2. The silkworm breeding artificial feed breaking device according to claim 1, wherein: the cutting wires (3 c) are uniformly distributed along the circumferential direction of the cutter drive shaft (3 a).

3. The silkworm breeding artificial feed breaking device according to claim 1, wherein: the cutter driving shaft (3 a) is synchronously sleeved with at least one steel wire tensioning disc (3 d) in a rotating mode, the steel wire tensioning discs (3 d) are located between two steel wire mounting discs (3 b), and all cutting steel wires (3 c) are supported on the outer edges of the steel wire tensioning discs (3 d).

4. A silkworm rearing artificial feed breaking device according to claim 3, characterized in that: the steel wire tensioning discs (3 d) are arranged in a plurality, and each steel wire tensioning disc (3 d) is uniformly distributed between two steel wire installation discs (3 b).

5. A silkworm rearing artificial feed breaking device according to claim 3, characterized in that: the thickness of the steel wire tensioning disc (3 d) is smaller than that of the steel wire mounting disc (3 b).

6. The silkworm breeding artificial feed breaking device according to claim 1, wherein: the cutter shaft driving assembly comprises a cutter driving motor (3 e) arranged on the frame (1), a cutter driving wheel (3 f) synchronously rotationally sleeved on a motor shaft of the cutter driving motor (3 e) and a cutter driven wheel (3 g) synchronously rotationally sleeved on one end, close to the cutter driving wheel (3 f), of the cutter driving shaft (3 a), and the cutter driving wheel (3 f) and the cutter driven wheel (3 g) are in transmission through a cutter belt (3 h).

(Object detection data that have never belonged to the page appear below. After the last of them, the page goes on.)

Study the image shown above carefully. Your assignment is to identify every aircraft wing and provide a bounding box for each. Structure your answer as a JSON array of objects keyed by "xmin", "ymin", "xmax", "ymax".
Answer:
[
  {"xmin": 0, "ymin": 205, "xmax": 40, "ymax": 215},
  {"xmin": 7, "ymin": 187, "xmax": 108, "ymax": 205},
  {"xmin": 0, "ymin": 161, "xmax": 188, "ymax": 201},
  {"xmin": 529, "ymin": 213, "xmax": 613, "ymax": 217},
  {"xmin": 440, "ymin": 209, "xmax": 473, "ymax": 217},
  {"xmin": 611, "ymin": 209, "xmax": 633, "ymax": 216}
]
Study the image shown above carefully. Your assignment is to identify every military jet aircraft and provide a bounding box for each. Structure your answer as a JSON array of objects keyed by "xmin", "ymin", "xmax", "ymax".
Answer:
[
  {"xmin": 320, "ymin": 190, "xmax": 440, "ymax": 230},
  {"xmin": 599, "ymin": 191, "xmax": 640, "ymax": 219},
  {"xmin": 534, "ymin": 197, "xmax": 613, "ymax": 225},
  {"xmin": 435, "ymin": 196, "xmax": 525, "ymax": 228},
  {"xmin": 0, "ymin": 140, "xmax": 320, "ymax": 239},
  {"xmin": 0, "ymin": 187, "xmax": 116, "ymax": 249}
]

7. The artificial feed breaking device for silkworm breeding according to claim 6, wherein: two first strip-shaped mounting holes (1 a) which are parallel to each other are formed in the frame (1), and the cutter driving motor (3 e) is adjustably locked on the two first strip-shaped mounting holes (1 a) through bolts.

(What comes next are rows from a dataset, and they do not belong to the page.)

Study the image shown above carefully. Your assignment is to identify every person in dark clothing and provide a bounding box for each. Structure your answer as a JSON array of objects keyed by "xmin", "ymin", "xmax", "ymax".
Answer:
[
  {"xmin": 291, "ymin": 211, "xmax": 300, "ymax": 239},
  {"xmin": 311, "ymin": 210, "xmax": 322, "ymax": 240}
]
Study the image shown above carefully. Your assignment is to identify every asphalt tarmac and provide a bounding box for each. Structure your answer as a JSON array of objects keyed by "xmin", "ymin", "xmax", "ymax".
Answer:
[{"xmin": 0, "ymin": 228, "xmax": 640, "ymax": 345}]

8. The silkworm breeding artificial feed breaking device according to claim 1, wherein: the device is characterized in that the hardening feed conveying mechanism (2) comprises a hardening conveyor belt driving roller (2 a) and a hardening conveyor belt driven roller (2 b) which are rotatably arranged on the frame (1), a hardening driven roller (2 c) which is synchronously sleeved on the hardening conveyor belt driving roller (2 a) in a rotating mode, and a hardening conveyor belt motor (2 d) which is arranged on the frame (1), the hardening conveyor belt driving roller (2 a) drives the hardening conveyor belt driven roller (2 b) through a hardening conveyor belt (2 e), a hardening driving wheel (2 f) is synchronously sleeved on a motor shaft of the hardening conveyor belt motor (2 d) in a rotating mode, the hardening driving wheel (2 f) drives the hardening driven roller (2 c) through a hardening belt (2 g), and the hardening feed crushing mechanism (3) is located at a discharging end of the hardening conveyor belt (2 e).

9. The silkworm breeding artificial feed breaking device according to claim 8, wherein: two second strip-shaped mounting holes (1 b) which are parallel to each other are formed in the frame (1), and the plate-hardening material conveying belt motor (2 d) is adjustably locked on the two second strip-shaped mounting holes (1 b) through bolts.

10. The silkworm breeding artificial feed breaking device according to claim 8, wherein: a splash guard (1 c) is arranged on the frame (1), and the splash guard (1 c) covers one side, far away from the hardening material conveying belt (2 e), of the hardening feed crushing mechanism (3).